But where are we actually going to take these solutions and these these technologies to actually drive a difference in humanity and difference across industries? That's where we think there will be big changes. And these businesses are not as capital intensive as the foundational models and hardware that it's built on. So for me, it's it's not necessarily seeing the future, but just seeing from a first principles perspective, what makes the most sense and where we think amazing businesses are being built as opposed to where is everyone else rushing in to throw capital at and who is following who and what is Sequoia or Andreessen doing?
Like, I think that is a lot of the noise that frankly, I try to just make sure you stay you stay grounded above that. Yeah, thank you for breaking that down. I think you really saw the trend of what was happening and you built upon that. I think you identified exactly what humanity, where humanity was going to go and then how it could be improved in a sense for those that are developing their own investment thesis. Maybe a couple of years behind you. How do you think they should approach having their own unique point of view?

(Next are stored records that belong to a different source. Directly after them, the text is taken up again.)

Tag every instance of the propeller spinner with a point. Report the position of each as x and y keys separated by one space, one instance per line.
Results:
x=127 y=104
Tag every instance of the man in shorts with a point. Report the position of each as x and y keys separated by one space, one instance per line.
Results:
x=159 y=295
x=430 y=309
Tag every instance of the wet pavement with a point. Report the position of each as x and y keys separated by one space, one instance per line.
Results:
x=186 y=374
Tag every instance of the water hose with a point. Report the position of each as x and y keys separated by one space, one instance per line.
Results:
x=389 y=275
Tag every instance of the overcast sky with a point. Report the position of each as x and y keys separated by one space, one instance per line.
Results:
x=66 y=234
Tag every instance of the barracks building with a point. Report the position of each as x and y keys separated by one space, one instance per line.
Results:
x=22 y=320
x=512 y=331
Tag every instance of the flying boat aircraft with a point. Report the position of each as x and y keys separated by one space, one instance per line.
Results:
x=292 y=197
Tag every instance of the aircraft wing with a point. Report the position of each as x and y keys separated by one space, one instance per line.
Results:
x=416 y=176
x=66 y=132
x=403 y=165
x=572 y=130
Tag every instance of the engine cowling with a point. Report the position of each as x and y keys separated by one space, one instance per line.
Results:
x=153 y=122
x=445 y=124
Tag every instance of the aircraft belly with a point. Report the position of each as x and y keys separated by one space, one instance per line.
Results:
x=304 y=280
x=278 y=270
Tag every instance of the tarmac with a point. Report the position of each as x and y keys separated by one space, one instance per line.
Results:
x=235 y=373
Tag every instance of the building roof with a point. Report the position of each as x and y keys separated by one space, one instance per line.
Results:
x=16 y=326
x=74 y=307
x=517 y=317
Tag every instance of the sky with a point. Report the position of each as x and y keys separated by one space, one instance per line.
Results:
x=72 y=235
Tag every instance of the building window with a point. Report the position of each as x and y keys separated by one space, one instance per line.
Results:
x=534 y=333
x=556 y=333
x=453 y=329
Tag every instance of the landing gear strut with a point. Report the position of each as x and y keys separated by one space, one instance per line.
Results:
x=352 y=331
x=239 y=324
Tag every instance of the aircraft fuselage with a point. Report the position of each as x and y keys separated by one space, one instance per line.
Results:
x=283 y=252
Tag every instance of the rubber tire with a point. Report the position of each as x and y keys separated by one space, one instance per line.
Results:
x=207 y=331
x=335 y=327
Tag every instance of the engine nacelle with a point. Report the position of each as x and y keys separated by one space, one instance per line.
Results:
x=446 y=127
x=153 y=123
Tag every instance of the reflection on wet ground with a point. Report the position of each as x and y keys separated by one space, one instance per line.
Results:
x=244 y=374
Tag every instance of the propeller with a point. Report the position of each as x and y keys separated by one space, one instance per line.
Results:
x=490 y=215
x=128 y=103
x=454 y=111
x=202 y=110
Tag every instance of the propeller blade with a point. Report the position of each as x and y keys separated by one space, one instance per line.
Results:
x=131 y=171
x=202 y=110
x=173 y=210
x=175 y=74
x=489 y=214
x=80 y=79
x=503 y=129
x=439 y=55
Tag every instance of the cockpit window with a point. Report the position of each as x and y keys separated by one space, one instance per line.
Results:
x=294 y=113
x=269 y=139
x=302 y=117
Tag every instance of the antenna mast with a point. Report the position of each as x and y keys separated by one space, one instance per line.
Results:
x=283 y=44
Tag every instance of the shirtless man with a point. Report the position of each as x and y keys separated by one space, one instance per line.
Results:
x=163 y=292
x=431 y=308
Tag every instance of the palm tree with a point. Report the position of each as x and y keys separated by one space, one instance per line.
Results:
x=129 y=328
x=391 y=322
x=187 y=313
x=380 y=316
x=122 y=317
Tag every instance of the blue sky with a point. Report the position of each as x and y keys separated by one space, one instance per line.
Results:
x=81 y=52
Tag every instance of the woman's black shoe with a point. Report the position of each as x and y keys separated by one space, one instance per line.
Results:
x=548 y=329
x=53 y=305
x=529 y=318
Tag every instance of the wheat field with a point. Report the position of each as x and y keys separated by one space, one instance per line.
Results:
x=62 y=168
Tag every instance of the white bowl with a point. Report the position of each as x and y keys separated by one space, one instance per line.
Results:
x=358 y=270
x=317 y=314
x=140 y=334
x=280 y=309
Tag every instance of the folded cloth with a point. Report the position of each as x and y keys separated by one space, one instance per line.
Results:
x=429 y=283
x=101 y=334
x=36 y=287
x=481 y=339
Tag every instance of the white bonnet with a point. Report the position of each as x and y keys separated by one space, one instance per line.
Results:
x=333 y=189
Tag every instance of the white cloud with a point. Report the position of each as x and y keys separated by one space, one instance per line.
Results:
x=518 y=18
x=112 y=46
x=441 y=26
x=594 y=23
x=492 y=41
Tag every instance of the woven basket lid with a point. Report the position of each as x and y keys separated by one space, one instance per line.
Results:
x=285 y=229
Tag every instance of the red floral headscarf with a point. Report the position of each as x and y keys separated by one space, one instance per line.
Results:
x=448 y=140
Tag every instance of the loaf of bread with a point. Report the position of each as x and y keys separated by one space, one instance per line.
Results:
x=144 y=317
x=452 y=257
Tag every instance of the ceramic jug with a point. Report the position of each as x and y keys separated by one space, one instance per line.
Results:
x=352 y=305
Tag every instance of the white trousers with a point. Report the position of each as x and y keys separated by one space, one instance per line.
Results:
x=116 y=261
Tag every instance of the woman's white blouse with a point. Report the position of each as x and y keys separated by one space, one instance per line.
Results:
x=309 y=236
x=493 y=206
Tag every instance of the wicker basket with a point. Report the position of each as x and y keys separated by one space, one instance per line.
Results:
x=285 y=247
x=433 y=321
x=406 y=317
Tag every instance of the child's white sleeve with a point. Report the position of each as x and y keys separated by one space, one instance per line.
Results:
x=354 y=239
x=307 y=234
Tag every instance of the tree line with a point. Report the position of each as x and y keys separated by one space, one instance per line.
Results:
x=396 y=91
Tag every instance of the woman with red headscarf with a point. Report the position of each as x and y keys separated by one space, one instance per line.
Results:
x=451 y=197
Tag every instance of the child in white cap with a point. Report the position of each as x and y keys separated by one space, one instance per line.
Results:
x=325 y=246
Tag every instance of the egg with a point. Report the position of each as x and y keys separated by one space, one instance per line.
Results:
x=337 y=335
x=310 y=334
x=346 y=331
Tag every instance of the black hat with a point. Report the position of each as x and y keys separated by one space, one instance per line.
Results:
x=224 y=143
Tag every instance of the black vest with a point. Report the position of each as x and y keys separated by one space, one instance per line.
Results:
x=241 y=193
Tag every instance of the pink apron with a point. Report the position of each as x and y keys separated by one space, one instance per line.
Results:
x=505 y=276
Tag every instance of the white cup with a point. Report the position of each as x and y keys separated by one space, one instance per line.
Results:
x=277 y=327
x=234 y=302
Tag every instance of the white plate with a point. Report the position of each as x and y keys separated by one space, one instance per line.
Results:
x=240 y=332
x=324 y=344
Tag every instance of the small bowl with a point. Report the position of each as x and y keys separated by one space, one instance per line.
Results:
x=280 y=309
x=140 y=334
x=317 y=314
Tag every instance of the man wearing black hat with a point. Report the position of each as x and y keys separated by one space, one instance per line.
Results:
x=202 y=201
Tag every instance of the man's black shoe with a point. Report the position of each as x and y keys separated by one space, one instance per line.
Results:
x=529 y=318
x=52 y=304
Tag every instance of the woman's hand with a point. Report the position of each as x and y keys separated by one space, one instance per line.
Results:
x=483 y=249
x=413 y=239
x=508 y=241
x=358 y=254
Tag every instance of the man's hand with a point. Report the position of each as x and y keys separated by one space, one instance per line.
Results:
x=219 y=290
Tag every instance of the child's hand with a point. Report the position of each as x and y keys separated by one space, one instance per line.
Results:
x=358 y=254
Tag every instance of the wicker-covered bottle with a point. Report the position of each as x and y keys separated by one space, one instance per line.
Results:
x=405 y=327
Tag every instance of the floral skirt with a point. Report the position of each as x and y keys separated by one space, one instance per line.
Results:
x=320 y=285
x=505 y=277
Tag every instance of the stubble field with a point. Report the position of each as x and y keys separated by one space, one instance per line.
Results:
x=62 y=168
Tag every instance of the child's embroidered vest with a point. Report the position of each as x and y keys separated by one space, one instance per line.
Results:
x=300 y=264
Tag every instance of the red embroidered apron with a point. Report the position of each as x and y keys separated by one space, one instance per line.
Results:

Yeah, I mean, I think a big part of it is start where you feel you have a edge or personal passion or interest in. So, you know, for me, I've always loved vertical software. So even before AI was a big thing, you know, at SoftBank, I spent a lot of time looking at restaurant software, at supply chain software, at healthcare software. I just felt like there were so many different industries across the world that were operating in like the dark ages, right? Using paper and pen.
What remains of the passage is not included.